The government cleared a scheme to rebate of all state and central embedded taxes for made-up textiles and apparels. This would lead to zero-rated shipments, which would in turn boost the country’s competitiveness in exports.
Textiles Secretary Raghvendra Singh said that as incentives for apparels and made-ups under the Merchandise Exports from India Scheme (MEIS) were not WTO compatible anymore, the decision was crucial. He added that the MEIS scheme offered 4 per cent support and this was not available beyond 31 December.
centrally embedded levies outside the ambit of GST that were added to the scheme and rates under the Remission of State Levies (RoSL) that had been revised upwards for made-ups and apparels, would enhance the incentives, he added. These incentives were not available under MEIS for made-ups and apparels.
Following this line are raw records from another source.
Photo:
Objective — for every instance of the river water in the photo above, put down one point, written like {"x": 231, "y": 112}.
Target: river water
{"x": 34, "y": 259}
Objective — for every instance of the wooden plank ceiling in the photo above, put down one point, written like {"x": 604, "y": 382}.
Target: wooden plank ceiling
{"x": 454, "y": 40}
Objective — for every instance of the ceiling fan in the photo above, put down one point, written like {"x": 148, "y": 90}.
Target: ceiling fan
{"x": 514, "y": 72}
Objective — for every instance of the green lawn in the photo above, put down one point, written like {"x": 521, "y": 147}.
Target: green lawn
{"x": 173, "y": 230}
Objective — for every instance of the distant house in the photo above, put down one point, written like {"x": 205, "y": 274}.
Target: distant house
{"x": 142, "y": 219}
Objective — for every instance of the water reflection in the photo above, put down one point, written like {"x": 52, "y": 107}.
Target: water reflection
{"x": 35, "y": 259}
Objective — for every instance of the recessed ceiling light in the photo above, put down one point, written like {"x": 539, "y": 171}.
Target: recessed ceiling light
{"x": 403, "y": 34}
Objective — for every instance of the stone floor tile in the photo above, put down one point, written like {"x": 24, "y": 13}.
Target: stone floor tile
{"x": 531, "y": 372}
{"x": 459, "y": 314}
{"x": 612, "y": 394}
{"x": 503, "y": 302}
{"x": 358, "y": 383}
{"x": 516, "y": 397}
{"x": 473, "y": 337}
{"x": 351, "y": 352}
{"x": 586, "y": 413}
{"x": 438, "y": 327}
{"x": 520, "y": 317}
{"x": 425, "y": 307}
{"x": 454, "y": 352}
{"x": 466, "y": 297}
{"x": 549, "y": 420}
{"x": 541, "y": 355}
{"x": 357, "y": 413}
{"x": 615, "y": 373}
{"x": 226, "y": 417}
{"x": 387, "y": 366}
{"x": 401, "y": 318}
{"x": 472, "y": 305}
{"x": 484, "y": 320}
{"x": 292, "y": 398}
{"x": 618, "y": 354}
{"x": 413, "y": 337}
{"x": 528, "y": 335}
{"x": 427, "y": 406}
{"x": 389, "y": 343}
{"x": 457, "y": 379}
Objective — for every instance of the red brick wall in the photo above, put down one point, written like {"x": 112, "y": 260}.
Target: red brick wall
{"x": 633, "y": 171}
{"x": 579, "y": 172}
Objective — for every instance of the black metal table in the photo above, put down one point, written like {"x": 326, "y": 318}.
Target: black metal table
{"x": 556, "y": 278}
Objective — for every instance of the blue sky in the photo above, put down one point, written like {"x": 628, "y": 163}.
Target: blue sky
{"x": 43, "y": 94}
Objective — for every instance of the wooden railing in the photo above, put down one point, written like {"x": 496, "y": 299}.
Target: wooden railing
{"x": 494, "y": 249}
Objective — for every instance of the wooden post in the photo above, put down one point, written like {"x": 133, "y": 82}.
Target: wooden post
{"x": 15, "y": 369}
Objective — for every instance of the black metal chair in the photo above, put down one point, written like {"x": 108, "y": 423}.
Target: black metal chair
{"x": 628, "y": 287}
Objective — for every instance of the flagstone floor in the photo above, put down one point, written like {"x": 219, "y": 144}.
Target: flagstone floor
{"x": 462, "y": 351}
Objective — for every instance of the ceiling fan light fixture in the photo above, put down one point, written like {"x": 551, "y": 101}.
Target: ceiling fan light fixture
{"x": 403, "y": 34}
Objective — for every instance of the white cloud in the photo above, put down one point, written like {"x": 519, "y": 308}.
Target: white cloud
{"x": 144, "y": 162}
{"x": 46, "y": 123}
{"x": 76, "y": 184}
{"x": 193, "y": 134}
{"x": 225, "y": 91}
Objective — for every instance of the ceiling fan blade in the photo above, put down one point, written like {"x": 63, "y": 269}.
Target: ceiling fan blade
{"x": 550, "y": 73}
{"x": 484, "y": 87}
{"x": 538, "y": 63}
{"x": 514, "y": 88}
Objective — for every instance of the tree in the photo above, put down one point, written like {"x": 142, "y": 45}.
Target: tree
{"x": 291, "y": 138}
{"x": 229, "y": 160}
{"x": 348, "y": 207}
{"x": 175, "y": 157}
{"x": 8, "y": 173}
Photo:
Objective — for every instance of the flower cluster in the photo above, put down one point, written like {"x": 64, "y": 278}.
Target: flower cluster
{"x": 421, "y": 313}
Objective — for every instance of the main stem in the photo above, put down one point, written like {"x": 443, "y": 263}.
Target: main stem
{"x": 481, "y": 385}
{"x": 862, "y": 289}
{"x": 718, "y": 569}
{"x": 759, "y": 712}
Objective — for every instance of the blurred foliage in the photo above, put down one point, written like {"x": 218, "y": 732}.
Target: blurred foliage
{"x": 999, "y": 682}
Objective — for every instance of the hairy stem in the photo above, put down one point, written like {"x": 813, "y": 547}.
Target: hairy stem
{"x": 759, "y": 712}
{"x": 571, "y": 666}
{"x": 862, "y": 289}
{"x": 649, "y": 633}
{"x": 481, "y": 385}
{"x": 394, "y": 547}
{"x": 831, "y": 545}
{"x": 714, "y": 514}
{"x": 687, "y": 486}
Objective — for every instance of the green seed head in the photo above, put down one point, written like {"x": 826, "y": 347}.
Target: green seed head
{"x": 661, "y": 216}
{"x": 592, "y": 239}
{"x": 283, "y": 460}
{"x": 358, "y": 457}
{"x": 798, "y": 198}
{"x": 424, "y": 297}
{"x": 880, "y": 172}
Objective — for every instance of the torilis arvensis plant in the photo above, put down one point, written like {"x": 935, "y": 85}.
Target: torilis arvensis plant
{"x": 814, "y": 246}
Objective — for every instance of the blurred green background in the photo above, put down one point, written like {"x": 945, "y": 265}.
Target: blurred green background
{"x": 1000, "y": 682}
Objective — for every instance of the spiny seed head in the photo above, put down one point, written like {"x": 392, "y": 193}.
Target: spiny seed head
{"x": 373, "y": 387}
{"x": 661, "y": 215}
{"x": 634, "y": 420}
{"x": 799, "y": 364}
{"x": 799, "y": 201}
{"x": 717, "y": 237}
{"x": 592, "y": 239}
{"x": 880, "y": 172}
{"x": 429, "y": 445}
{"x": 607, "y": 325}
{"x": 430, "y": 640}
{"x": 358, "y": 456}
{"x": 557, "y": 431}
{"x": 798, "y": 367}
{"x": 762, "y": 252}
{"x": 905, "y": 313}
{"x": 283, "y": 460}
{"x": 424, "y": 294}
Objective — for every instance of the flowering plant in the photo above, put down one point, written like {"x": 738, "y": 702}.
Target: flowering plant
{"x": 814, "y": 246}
Shipments from neighbouring countries such as Bangladesh, Sri Lanka and Vietnam enjoy zero duty access to the EU; this is the biggest export market for India’s apparel industry and hence this decision was significant.
Mr Singh said that India’s exports to the EU had to face a tariff disparity of about 9.6 per cent and we also faced stiff competition here where there was marginal profitability. He mentioned that they would also make efforts so that exports of fibre, yarn and fabrics would benefit and that a committee would be setup to oversee this. He added that the revenue foregone estimate because of the decision was pegged at INR 6,300 per year.
Textiles Minister Smriti Irani also tweeted that this decision that also extends rebate till 31 March 2020, would benefit the made-ups and apparels manufacturers and exporters, greatly.
Combined, the made-ups and apparels share about 55 per cent in the Indian textile segment totally and this decision by the government to augment the rebate would directly impact these sectors, she added. This in turn would boost competitiveness of India’s textile exports across the world, she further mentioned.